Il y a d’ailleurs deux références explicites à des physiciens en justification du tournant minimaliste. La première est issue du cours de Feynman : au delà de l’observation des mesures, des nombres correspondants et de la loi qui les résume, « la vraie gloire de la science, c’est que nous pouvons trouver une façon de penser telle que la loi soit évidente ». Selon la seconde, d’Einstein et mise en avant par Weinberg, le but de la physique est « non seulement de savoir comment est la nature et comment sont construites ses transactions mais aussi d’atteindre autant que possible l’objectif utopique et apparemment arrogant de savoir pourquoi la nature est ainsi et pas autrement. »
Et cette attitude se sépare de l’empirisme qui, pendant longtemps, est resté l’idéologie implicite de la science, avec son apparence « plus scientifique » que celle des rationalistes, avec leurs (vagues ?) concepts mentalistes innées.

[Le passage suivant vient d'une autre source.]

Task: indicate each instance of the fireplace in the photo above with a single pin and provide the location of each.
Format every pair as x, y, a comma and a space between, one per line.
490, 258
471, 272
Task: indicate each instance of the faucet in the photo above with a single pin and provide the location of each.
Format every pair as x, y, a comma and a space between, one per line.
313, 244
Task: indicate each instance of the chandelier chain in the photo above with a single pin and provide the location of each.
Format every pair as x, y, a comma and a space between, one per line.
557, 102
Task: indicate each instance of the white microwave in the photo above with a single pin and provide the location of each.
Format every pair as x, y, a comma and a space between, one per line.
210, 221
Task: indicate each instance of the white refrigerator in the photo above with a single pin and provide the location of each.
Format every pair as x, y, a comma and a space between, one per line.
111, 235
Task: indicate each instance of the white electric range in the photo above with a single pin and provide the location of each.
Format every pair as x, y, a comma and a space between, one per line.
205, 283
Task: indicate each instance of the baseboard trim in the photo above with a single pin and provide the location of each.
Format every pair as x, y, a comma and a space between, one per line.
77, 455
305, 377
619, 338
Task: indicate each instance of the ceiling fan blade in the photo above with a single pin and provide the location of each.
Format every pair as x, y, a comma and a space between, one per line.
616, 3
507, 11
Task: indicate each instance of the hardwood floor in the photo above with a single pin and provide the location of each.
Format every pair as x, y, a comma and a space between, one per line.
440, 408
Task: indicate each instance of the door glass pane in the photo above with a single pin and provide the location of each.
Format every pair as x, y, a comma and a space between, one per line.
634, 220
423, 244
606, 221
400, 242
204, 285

Cette conception (très liée en fait avec les choix idéologiques politiques, tant libéraux que marxistes) est représentée en psychologie de façon emblématique par le behaviorisme de Skinner, que contredisent les travaux de linguistique structurale, avec sa dénégation de la liberté de l’enfant en face de la langue. (Elle ne semble pas indépendante de la conception sociale, proche de celle de Hobbes, de Skinner qui prône que « le contrôle des populations doit être assigné à des spécialistes — la police, les dirigeants religieux, les propriétaires et les docteurs. »)
La réflexion sur les choix métaphysiques (la liberté...) peut être rapprochée de la réflexion sur l’histoire des mentalités, en particulier en sciences. L’article de Tanya Reinhart — traduit de l’hébreu dans le même numéro des Cahiers de l’Herne — est particulièrement explicite.